OK, class A. class A means that the amplifying device (transistor or tube) never turns off, within the intended range (ideally the power rail). Let's take a single transistor as a basic example. Let's say we have a +/-16V power supply, and the input of the transistor is biased to ground (0V). That's a class A amplifier. Let's presume a load of 8 ohm so we pretend we are driving a speaker (that's a bit more complicated but bear with me).
At idle, that is no AC input current, how much is our transistor conducting? Using round figures, the "emitter" of the transistor will be at 0V also (actually -0.7V below the input, or "base", but let's keep it simple). That 0V goes to the load of 8 ohms, then to the negative rail of -16V. The other leg of the transistor (a transistor is a three-legged device) is called "common", that is what we hook +16V to.
OK, current, using Ohm's Law, is (0V - (-16V)) / 8 ohm = 2 amps. Power is V * A, that's 32 watts.
Or is it? We have a 32V supply (+/-16V). 16V drops across the resistor. The other 16V drops across the transistor. Therefore, total power is 64W, but half is wasted in the transistor.
OK, that's with no AC input. Let's say we have an input signal, a sine wave of +/-16V peak (this would be called 32Vpp, or peak-to-peak). When it's +16V, we have 16V on base and emitter, which means 32V across 8 ohm resistor = 4A which yields 128W! Kickass!

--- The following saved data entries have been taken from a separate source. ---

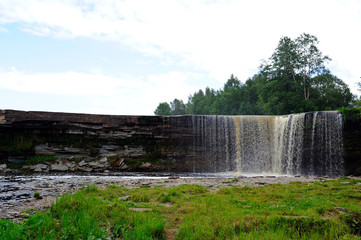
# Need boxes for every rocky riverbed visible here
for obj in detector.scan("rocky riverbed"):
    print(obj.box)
[0,173,334,221]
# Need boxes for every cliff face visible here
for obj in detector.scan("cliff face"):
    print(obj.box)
[343,115,361,175]
[0,110,197,172]
[0,110,359,175]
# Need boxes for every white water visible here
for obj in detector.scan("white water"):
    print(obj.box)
[192,111,344,176]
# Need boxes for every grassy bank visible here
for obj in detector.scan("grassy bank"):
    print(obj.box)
[1,178,361,239]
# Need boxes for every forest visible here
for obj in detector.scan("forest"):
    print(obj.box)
[155,33,359,116]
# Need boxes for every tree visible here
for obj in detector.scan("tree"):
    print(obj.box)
[310,73,353,110]
[154,102,171,115]
[170,99,187,115]
[295,33,331,100]
[266,33,330,100]
[223,74,242,91]
[154,34,353,116]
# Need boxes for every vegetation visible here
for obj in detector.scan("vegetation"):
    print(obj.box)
[26,156,57,164]
[2,178,361,239]
[155,33,355,116]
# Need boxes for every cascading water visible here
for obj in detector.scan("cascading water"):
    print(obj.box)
[192,111,344,176]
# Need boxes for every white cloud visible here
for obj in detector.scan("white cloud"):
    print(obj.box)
[0,0,360,97]
[0,68,199,115]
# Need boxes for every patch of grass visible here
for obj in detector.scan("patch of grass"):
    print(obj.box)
[222,177,240,183]
[26,155,56,164]
[3,178,361,239]
[33,191,42,200]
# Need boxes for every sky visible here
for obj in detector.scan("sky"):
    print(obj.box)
[0,0,360,115]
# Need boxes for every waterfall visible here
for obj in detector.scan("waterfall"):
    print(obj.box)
[192,111,344,176]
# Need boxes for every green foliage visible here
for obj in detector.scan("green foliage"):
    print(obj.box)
[154,102,172,116]
[26,155,56,164]
[155,34,355,116]
[339,107,361,122]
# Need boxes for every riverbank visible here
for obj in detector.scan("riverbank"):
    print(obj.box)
[1,174,328,221]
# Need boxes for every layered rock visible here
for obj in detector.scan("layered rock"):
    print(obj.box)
[0,110,195,172]
[0,109,360,175]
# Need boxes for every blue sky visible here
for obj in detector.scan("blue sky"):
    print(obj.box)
[0,0,360,115]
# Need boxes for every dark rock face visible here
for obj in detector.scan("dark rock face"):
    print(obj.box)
[0,110,359,175]
[343,115,361,176]
[0,110,196,172]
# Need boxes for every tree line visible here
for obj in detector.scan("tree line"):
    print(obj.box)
[154,33,356,116]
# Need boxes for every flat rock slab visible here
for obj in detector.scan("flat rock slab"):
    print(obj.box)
[50,164,68,171]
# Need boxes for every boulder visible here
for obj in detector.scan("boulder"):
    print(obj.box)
[30,164,48,172]
[0,164,6,169]
[50,162,69,171]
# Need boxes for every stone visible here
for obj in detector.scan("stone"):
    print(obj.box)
[88,161,106,168]
[35,144,56,155]
[78,160,87,167]
[129,208,152,212]
[50,163,69,171]
[139,162,152,169]
[77,166,92,172]
[0,164,6,169]
[0,167,3,172]
[30,164,48,171]
[108,155,124,167]
[335,207,356,214]
[120,164,129,170]
[99,157,108,163]
[119,195,131,201]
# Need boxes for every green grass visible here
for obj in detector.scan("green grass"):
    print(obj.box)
[1,178,361,239]
[26,156,57,164]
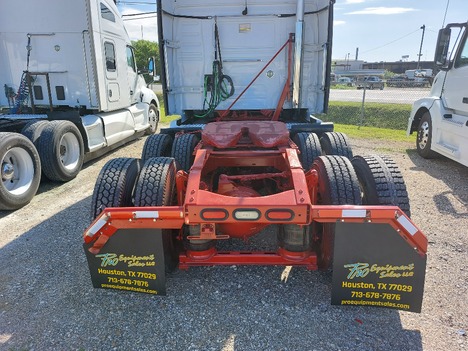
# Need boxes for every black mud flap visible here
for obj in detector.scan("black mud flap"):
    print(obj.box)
[331,222,426,312]
[83,229,167,295]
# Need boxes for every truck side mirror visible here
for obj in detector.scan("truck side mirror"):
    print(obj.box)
[148,57,154,74]
[434,27,451,68]
[147,57,160,81]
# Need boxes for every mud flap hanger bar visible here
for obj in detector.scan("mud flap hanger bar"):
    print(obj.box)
[84,205,427,256]
[84,207,185,254]
[312,205,427,256]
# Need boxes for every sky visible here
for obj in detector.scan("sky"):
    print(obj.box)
[117,0,466,63]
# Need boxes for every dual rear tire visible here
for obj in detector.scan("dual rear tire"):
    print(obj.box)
[37,120,84,182]
[312,155,361,270]
[311,153,410,270]
[0,132,41,210]
[0,120,85,210]
[351,154,411,217]
[91,132,202,270]
[91,156,179,272]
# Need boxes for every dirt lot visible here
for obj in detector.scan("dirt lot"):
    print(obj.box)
[0,131,467,350]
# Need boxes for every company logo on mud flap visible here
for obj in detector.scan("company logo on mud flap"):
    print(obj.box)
[96,253,156,268]
[344,262,415,279]
[96,253,119,267]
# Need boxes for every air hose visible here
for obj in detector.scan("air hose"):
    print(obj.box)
[196,60,234,118]
[195,21,234,118]
[11,72,31,114]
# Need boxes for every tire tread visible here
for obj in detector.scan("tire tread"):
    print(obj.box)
[141,134,173,162]
[352,154,411,217]
[90,157,140,219]
[171,134,199,172]
[320,132,353,159]
[293,132,322,170]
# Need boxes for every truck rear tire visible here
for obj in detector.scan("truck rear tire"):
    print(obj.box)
[21,120,49,145]
[351,154,411,217]
[416,112,438,159]
[312,155,361,270]
[145,103,159,135]
[134,157,179,272]
[292,132,322,171]
[0,132,41,210]
[171,133,199,172]
[37,120,84,181]
[320,132,353,158]
[141,133,173,162]
[90,157,141,219]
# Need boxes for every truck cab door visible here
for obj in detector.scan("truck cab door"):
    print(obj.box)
[439,32,468,153]
[443,33,468,115]
[103,40,122,108]
[126,45,146,127]
[126,46,139,105]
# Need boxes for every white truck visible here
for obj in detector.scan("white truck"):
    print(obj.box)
[408,22,468,166]
[0,0,159,210]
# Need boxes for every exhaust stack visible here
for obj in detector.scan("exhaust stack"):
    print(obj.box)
[292,0,305,109]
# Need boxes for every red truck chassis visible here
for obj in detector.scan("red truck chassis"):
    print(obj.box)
[84,120,427,271]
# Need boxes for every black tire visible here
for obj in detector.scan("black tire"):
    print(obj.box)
[90,157,141,219]
[134,157,179,272]
[320,132,353,158]
[145,103,159,135]
[416,112,438,158]
[0,132,41,210]
[141,133,173,162]
[21,120,49,145]
[292,132,322,171]
[171,133,199,172]
[37,120,84,181]
[351,154,411,217]
[312,155,361,270]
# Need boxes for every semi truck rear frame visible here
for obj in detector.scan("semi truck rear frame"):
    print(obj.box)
[83,0,427,312]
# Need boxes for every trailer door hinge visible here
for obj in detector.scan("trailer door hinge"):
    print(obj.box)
[164,40,180,49]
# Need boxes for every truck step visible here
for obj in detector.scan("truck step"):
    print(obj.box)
[436,141,458,154]
[0,114,48,120]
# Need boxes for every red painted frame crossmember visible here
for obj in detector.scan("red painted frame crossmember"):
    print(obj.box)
[179,248,317,270]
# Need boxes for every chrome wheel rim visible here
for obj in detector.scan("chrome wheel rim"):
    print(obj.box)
[1,147,34,195]
[59,132,80,170]
[418,121,430,150]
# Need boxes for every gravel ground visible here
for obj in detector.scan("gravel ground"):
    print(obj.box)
[0,130,467,351]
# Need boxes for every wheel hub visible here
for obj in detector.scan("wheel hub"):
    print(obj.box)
[2,162,14,181]
[418,121,430,149]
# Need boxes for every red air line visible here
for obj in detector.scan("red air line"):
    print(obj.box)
[219,35,294,119]
[272,33,294,121]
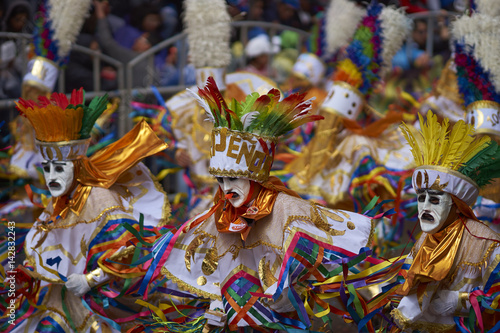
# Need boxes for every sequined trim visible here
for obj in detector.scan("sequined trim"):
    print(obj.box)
[208,167,268,182]
[450,242,499,283]
[160,265,221,301]
[365,219,376,248]
[35,205,124,231]
[391,308,455,333]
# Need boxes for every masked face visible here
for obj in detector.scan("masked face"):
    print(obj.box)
[41,160,75,197]
[417,189,453,234]
[216,177,251,208]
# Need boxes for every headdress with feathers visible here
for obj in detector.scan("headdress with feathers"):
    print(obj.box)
[16,88,108,160]
[307,0,364,66]
[401,111,500,205]
[452,13,500,136]
[24,0,92,92]
[332,2,411,97]
[188,77,323,182]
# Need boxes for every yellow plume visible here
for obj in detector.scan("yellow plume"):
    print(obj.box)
[454,135,491,168]
[433,117,449,165]
[400,121,423,166]
[402,111,491,170]
[440,120,470,168]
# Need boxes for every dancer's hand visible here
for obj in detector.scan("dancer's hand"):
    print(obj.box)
[66,273,91,297]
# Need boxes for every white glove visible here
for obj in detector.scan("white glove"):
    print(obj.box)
[65,273,91,297]
[429,290,460,316]
[205,300,226,327]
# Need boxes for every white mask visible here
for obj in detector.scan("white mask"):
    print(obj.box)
[417,189,453,234]
[42,160,75,198]
[216,177,251,208]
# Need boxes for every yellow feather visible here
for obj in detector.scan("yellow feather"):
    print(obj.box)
[418,113,430,164]
[454,135,491,168]
[441,120,469,168]
[427,111,441,164]
[400,122,423,166]
[433,117,449,165]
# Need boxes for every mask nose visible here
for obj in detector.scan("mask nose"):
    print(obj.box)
[221,179,232,193]
[422,195,432,211]
[47,163,57,180]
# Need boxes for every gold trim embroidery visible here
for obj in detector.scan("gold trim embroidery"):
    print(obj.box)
[208,167,269,183]
[160,265,221,301]
[391,308,455,333]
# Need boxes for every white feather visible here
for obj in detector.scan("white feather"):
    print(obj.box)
[452,14,500,93]
[476,0,500,17]
[325,0,365,55]
[49,0,93,59]
[241,111,259,129]
[380,7,412,76]
[186,88,215,123]
[184,0,231,68]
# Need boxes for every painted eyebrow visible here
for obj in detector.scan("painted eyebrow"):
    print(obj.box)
[52,162,67,165]
[427,190,444,195]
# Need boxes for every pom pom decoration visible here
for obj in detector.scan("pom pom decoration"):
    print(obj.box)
[452,13,500,106]
[330,2,410,98]
[184,0,231,68]
[325,0,365,56]
[32,0,92,67]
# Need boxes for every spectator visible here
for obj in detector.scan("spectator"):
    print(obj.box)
[114,4,162,50]
[0,0,33,100]
[264,0,306,30]
[1,0,31,33]
[158,45,196,86]
[242,34,273,77]
[400,0,429,13]
[93,0,162,87]
[392,19,431,71]
[64,33,117,92]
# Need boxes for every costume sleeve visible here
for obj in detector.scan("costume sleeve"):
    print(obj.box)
[453,243,500,331]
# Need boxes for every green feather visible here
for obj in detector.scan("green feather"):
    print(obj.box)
[79,94,109,139]
[459,141,500,187]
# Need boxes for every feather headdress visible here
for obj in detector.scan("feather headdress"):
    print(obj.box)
[189,77,323,182]
[452,13,500,136]
[16,89,108,160]
[325,0,365,57]
[332,3,410,96]
[472,0,500,17]
[25,0,92,92]
[33,0,92,66]
[400,111,500,205]
[322,2,410,120]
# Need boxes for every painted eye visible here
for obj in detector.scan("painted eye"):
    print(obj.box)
[417,195,425,202]
[430,197,440,204]
[228,177,237,181]
[55,166,64,173]
[216,177,223,184]
[43,166,50,173]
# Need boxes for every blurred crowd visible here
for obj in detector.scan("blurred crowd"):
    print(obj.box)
[0,0,463,100]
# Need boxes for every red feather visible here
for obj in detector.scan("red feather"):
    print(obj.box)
[50,92,69,109]
[206,76,228,114]
[37,95,51,108]
[258,137,269,155]
[70,88,84,105]
[253,95,271,112]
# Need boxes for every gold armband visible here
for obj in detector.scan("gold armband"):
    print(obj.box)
[85,268,103,288]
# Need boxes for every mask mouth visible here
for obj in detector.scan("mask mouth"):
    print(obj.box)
[226,192,238,200]
[49,181,61,190]
[421,212,435,222]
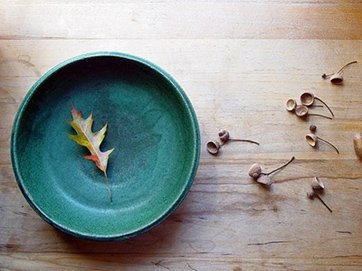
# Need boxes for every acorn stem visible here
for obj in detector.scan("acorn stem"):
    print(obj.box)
[229,139,260,145]
[308,113,333,120]
[336,60,357,74]
[264,156,295,176]
[322,61,357,78]
[314,97,334,117]
[322,73,333,79]
[315,194,333,213]
[317,136,340,154]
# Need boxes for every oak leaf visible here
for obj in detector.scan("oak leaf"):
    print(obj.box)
[68,105,114,176]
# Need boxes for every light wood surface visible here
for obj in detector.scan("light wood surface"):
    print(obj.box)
[1,1,362,270]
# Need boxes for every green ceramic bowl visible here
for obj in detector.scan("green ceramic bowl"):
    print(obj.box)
[11,52,200,240]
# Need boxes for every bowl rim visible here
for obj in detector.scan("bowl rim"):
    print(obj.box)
[10,51,200,241]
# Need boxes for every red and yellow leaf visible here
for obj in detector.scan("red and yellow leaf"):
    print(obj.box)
[68,105,114,176]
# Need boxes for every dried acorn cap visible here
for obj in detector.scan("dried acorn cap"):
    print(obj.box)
[256,175,273,185]
[330,73,344,85]
[206,140,220,155]
[218,129,230,142]
[306,134,339,153]
[306,133,318,147]
[311,177,325,191]
[309,124,317,133]
[248,163,262,178]
[300,92,314,107]
[286,99,297,112]
[295,105,309,117]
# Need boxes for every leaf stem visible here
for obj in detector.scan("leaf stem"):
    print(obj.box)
[104,173,113,202]
[264,156,295,176]
[317,136,340,154]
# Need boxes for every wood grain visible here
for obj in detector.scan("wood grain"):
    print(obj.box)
[1,1,362,40]
[1,1,362,270]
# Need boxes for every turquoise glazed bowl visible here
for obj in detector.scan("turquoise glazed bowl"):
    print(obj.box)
[11,52,200,240]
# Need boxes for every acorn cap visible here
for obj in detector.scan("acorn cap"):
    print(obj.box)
[286,99,297,112]
[311,177,325,191]
[206,140,220,155]
[295,105,309,117]
[330,73,344,85]
[300,92,314,106]
[256,175,273,185]
[306,133,318,147]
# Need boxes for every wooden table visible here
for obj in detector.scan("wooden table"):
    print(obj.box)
[1,1,362,270]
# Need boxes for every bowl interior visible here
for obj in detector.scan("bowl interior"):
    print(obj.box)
[12,54,199,240]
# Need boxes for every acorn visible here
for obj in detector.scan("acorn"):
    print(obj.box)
[248,163,262,179]
[353,133,362,159]
[218,129,230,142]
[307,191,316,199]
[309,124,317,133]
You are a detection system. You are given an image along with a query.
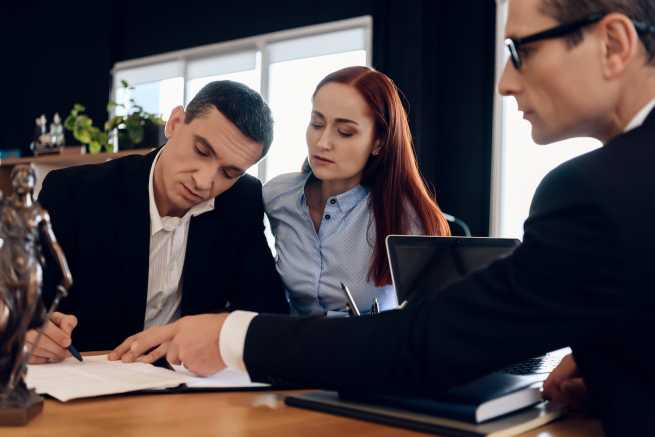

At -16V peak, the transistor turns off. No current, No power.
OK, if we map out all possible points in between and average them (actually "root of the mean squares", where you square each point, average them, and take the square root--this is "RMS" power), we would discover that our RMS power into our load is exactly . . . 32W. And the RMS power wasted in the transistor is also 32W.
Therefore, class A can never be more than 50% efficient--at least half the power is always wasted. In practice, class A amps are worse, and tubes are even worse because they have an inherent power loss in their heaters.
Well, if we want a stinkin' loud amp that doesn't require a dryer plug to get power and doesn't weigh 400 pounds from the giant heatsinks required to let the transistor dissipate half the power without melting, we start to think about a more efficient design.
Let's use two transistors, one from +16V to ground (0V), and one from 0V to -16V. Same 0V input bias, same +/-16V input signal. This is a class B amp. What happens?
The positive transistor will be on only when the input signal is positive, the negative transistor . . . you get it. Since each transistor is only on half the time, for a given power into the load there is only half as much power wasted. At 0V idle, there is no power wasted at all. Maximum efficiency possible approaches 80%! Sweet, smaller heatsinks = lighter unit!
But wait, there's a problem. Our poor transistors can't exactly switch on and off perfectly at 0V. In fact, partially due to that 0.7V problem I referred to above, there is a small-signal range where they'll both be off. That creates a huge amount of distortion, called "crossover distortion", and it's worst when the signal is quiet. That's extra bad.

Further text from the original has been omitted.